Bu yazının hiçbir ana fikiri yok. Biraz içimi döküp gideceğim. Bu sefer ben değil, hislerim konuşacak. Gece olunca insan sahneyi hislerine devrediyor. Yarım yamalak ruhlarımız tam bedenlerimizi doldurmaya çalışıyor. Haliyle yetmiyor. İçimizdeki boşluklar hep hayatımıza girip ruhumuzdan bir şeyler alıp götüren insanlar yüzünden. Biz onların yokluğundan dolayı boşlukta değiliz. Bizden götürdükleri için artık ruh bedeni dolduramıyor... Yetmiyor.

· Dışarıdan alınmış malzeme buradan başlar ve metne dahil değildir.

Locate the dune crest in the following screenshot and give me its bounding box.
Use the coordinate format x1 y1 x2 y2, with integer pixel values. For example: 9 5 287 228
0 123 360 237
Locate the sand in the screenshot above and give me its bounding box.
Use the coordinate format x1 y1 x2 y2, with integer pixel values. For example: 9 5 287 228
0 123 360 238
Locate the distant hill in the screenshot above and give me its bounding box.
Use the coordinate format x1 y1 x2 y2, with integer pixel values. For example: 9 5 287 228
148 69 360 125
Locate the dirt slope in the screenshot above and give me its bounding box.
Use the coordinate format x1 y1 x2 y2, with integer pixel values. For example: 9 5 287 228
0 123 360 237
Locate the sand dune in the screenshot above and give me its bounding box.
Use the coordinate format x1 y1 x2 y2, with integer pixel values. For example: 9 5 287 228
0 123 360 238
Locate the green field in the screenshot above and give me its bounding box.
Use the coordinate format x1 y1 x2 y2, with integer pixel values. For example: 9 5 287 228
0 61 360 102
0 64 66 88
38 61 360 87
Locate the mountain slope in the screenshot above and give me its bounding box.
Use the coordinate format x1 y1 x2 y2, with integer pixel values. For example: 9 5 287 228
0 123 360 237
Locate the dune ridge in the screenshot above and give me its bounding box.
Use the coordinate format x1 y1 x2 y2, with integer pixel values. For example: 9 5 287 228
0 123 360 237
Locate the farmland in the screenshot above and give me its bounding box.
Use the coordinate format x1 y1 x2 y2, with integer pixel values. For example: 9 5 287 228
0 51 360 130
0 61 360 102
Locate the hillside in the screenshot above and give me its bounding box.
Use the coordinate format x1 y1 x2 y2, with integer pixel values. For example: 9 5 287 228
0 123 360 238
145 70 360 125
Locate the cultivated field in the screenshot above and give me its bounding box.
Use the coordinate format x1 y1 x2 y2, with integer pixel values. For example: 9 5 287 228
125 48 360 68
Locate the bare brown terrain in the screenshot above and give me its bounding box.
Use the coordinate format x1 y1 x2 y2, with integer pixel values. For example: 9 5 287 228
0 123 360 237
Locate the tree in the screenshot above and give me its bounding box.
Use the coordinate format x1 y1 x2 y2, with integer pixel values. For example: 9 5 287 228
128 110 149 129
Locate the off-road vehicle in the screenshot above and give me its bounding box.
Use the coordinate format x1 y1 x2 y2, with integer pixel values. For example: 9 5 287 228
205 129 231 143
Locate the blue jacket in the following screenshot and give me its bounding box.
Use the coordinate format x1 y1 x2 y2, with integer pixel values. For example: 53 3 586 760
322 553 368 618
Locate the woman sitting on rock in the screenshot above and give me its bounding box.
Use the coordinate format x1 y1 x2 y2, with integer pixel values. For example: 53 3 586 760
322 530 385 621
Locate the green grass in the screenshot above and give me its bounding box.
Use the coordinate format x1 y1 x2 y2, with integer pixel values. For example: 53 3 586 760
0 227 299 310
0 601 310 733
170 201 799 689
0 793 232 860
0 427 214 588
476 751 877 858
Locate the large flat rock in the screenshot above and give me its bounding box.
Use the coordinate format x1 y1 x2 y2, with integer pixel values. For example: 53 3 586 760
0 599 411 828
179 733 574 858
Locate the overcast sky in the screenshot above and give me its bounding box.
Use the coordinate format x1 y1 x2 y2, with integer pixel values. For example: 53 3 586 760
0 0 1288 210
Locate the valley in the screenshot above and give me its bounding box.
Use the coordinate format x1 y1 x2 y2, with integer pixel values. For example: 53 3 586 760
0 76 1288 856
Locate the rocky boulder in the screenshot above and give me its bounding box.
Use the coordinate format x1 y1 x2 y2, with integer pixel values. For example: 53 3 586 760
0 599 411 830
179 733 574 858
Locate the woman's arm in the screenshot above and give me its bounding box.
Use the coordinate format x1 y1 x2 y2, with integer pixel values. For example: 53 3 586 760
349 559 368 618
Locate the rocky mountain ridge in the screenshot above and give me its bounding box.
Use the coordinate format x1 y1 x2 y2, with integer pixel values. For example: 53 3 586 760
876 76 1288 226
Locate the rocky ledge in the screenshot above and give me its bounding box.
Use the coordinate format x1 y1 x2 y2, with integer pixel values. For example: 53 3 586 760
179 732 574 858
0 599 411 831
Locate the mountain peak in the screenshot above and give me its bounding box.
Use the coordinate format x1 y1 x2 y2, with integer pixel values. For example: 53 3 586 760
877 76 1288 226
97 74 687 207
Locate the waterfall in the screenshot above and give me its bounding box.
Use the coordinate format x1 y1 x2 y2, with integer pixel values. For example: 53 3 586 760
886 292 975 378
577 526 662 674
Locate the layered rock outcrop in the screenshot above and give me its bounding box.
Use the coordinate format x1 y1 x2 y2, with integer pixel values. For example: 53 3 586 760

Sevgi ne büyük nimet. Şimdilerde en büyük keşkem. Neyi sevmeye kalksam keşkelerime bir yenisi daha ekleniyor bu günlerde. Yorgunum desem değilim, pes etmiş de değilim. Ama neyin mücadelesini verebilirim diye düşünüyorum. Geceler gündüzlere karışıyor, var olan bir düzenden söz etmek artık hayatım için mümkün değil gibi.
Hedefsiz bir gemi gibiyim. Denizin dalgaları ile batıp batıp duruyorum. Belki tek fark şudur: Gemi batar ve çıkar ama ben batıp battıkça da batıyor gibiyim. Zemine uzananlar düşmez diyorlar ama düştükçe düşüyor olmak korkutuyor artık. Oysa çok şey beklemiyorum hayattan. Yarım bir mutluluk, çeyrek bir tebessüm. Birazda sarıp sarmalanmak arzusu. Anladığım bir şey daha var. Hayatta küçük şeylerin ulaşılabilirliği oldukça zor ve imkansız.
Her karanlık kavuşur aydınlığa ama bir bakıma karanlığın aydınlığa kavuşması, karanlığın ölmesidir de aslında. Çok düşünüyorum her şeyi. Kavuşmalar bazen tehlikeli. Şikayetçi olduğumuz ayrılıklar belki dostumuzdur...
Yıllar geçiyor. Bir gün güleceğiz. Umarım o zaman bir şeyler için geç kalmamış oluruz.